Documentation
Getting Started
1. Install Planetanium
Download the app for your platform and install it.
2. Configure API Keys
Open Settings (gear icon in the top bar) and add your API keys:
| Provider | Purpose | Get a Key |
|---|---|---|
| ElevenLabs | Audio transcription | elevenlabs.io |
| OpenAI | Image generation (GPT Image) | platform.openai.com |
| Fal.ai | Image generation (Flux) | fal.ai |
| xAI | Image generation (Grok-2) | console.x.ai |
| OpenAI | Video animation (Sora) | platform.openai.com |
| Google AI | Video animation (Veo) | aistudio.google.com |
| Fal.ai | Video animation (LTX) | fal.ai |
You only need the keys for the services you want to use. At minimum, you need ElevenLabs (transcription) and one image generation provider.
3. Create Your First Project
- Click New Project
- Upload or record your audio narration
- Click Transcribe — AI will transcribe with word-level timing
- Click Detect Scenes — AI segments your narration into scenes
- Click Generate Images — AI creates visuals for each scene
- Optionally, Animate scenes to create video clips
- Click Export to render the final video
Core Features
Prompt Editor
All generation features open a dialog with full prompt control:
- Detect Characters — Identify and extract characters from your narration
- Detect Scenes — Segment narration into logical scenes
- Generate Description — Create detailed descriptions for scenes
- Generate Shots — Break scenes into individual shots
- Generate Image — Create visuals with customizable prompts
- Animate — Convert images to video clips
Each dialog lets you review and edit the prompt before generation, giving you complete control over AI output.
Transcription
Transcription uses ElevenLabs Scribe v2 which provides:
- Word-level timing for precise synchronization
- Speaker diarization (identifies different speakers)
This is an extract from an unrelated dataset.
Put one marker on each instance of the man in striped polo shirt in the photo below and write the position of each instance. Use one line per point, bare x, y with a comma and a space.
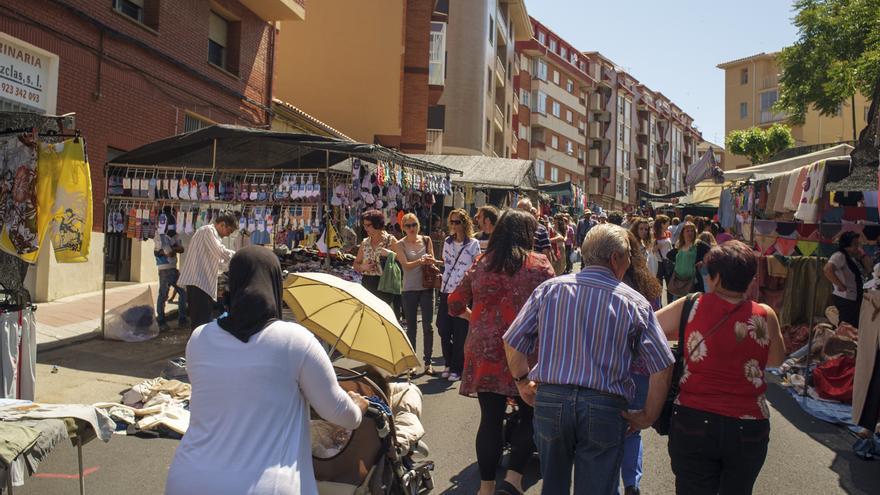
587, 329
204, 256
- High accuracy across languages
When you edit transcription text, your changes are stored as overlays — the original transcription is preserved, and your edits are applied on top.
Shots
Shots are the building blocks of your video:
- Each shot belongs to a scene
- Shots can have character references for consistency
- Shots can be individually animated
- Adjust shot duration and timing on the timeline
Working with Scenes
After scene detection, you can:
- Split or merge scenes by adjusting boundaries on the timeline
- Edit scene text to change the narration segment
- Upload custom images for any scene
- Regenerate individual images with different prompts
Character Consistency
For stories with recurring characters:
- Go to the Characters panel
- Add characters with descriptions
- Upload or generate reference portraits
- Enable character references when generating scene images
Visual Styles
To maintain a consistent look:
- Open the Visual Style panel
- Upload reference images that represent your desired style
- Add a style description (e.g., “watercolor illustration, soft colors”)
- All generated images will follow this style
Export Options
Planetanium offers three export options:
| Option | Description |
|---|---|
| Assets (ZIP) | Export all images, videos, and audio as a ZIP file for use in other tools |
| Movie from Images | Render video using generated images with transitions |
| Movie from Videos | Render video using animated clips |
Export Settings
| Setting | Options |
|---|---|
| Resolution | 480p, 720p, 1080p |
| Frame Rate | 24, 30, 60 fps |
| Transitions | Fade (configurable duration) |
| Format | MP4 (H.264) |
Customizing Prompts
Advanced users can customize the AI prompts used at every stage:
- Open Settings > Prompts
- Edit templates for scene detection, image generation, etc.
- Use template variables like
{{scene_text}}and{{style_description}}
Troubleshooting
Images not generating? Check that your API key is valid and has credits. Try a different model.
Transcription failing? Ensure your ElevenLabs key is active. Check that the audio file is not corrupted.
Export quality issues? Use 1080p resolution and 30fps for best results. Ensure source images are high quality.